The hosts are the on-air talent during the Telethon. Several students apply to be hosts but only a select few will get the position. The selection is based on involvement in WAVM and their ability to be professional during the Telethon. The Hosts do a majority of their work before the telethon. This work includes gathering monetary donations from businesses in the area, collecting auction items, and scheduling acts to help fill the air-time.

This telethon earns money for the poor and needy in many ways. Each staff member must raise at least 100 dollars in donations and pledges in order to stay overnight. Every donation of 25 dollars or more goes up on the Donor Board.
An auction takes place up until one hour before the end of the telethon, with hundreds of items being bid on.

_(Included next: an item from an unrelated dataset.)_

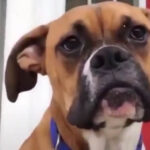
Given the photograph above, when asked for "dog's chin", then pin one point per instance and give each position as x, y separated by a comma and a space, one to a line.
119, 104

Along with auctions, local bands and other talents perform. Popular acts that tend to reappear The Maynard Community Band, Christmas Carol singing, and Mrs. Clause reading a story to children, Mr.Vic singing to children, Hosts vs Tech Crew, various food challenges.

The Grand Finale takes place at noon on Sunday, where the hosts thank the sponsors, donors, and parent volunteers, and reveal the grand total, which they are always striving to get higher than the previous year. The Telethon raises anywhere between $28,000 and $40,000 depending on the economy for needy families of surrounding communities so that they can have a proper Christmas.

==Television==
WAVM airs original student content once to three times a week. Broadcasts often air for one hour during 6-9 p.m. ET. Student television programs include Manly Cooking and Dining Divas. Manly Cooking is normally hosted by four male talent where they do crazy food challenges such as Ghost Pepper Pasta or Mystery Burgers. Dining Divas is a cooking show involving four on-air female talent where they make food such as grilled cheese, French toast, eggs, and more traditional recipes then those of Manly Cooking.

Previously aired television shows in WAVM include The Elusive Moose and Arcade. These shows have been discontinued by the students and have no further plans of being revitalized. The programs air on Channel 8 on Comcast Xfinity, and Channel 28 on Verizon Fios.

==Radio==
WAVM broadcasts stereo radio from 2-9 p.m. ET on 91.7 FM for five days a week during the Maynard High School school year. The radio shows are run by students for an hour once a week. The students choose music and topics and have fun on the air. Radio shows are offered to students in the 6th-12th grades in the Maynard school systems. In addition, WAVM also offers live radio recordings of church services.

==Fundraising==
WAVM offers a wide range of fundraising for the students in the club. Fundraising opportunities include The Mother son Luao, The Father-Daughter Dance, and selling raffle tickets. Each event is widely popular in Maynard and garners a significant amount of revenue that awards several seniors hundreds of dollars in scholarships, the scholarships are for dedicated seniors in the program. Fundraising money also goes to the general upkeep of the station and additional technical equipment.